Hopefully, the main "take away" from this discussion is the need to refocus your energy and efforts to improve your mass rescue plans.
Go back and critically evaluate your plans – are they useful, do they include all your response partners, is a command organization identified, does everyone have clear expectations and directions, can you efficiently exchange information, do you know what information to exchange, is the command post identified, do you have an accountability process understood by everyone, how will survivors be managed ashore and who is responsible?
Look at the entire process, from the ship to the care of survivors shore side. Make sure to engage your response partners. Do not plan in a vacuum. If you do, plan to be surprised.
You can find additional help in the MRO planning guidance at www.uscg.mil/pvs/Handouts.asp.
Once the plan is complete, conduct joint training to educate everyone on the plan and then exercise regularly.

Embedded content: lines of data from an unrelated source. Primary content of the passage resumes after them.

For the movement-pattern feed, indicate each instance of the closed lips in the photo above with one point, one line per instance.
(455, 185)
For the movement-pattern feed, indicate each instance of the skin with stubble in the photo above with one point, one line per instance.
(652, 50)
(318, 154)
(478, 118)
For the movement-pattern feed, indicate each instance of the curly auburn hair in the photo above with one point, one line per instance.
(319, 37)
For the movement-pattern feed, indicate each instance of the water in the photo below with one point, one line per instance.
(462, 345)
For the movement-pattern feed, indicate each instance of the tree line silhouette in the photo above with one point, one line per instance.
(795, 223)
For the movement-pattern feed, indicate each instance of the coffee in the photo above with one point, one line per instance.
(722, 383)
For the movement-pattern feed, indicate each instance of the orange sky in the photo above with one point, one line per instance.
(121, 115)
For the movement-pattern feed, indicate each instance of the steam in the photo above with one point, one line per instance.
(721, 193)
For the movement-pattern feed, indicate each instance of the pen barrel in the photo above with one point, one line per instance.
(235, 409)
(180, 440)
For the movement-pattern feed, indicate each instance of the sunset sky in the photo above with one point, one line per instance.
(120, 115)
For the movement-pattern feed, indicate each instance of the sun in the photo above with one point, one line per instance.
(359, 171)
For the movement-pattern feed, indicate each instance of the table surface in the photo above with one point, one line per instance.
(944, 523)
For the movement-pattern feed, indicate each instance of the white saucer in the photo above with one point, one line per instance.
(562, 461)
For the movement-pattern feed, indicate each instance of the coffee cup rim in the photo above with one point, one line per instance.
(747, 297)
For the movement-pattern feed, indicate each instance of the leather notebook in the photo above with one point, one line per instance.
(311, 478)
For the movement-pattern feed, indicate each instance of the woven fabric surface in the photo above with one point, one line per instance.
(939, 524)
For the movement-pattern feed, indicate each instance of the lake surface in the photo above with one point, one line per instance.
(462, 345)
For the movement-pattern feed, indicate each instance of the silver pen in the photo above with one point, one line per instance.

After each exercise or actual event, improve the plan. Carry through on the necessary improvements.
Each successive exercise should test new solutions and not simply identify the same old problems.
There is no guarantee of success for any MRO event. However, all SAR professionals have an obligation to invest in planning for success.
Any plan should consider the ten realities discussed here, and address any others identified for your region.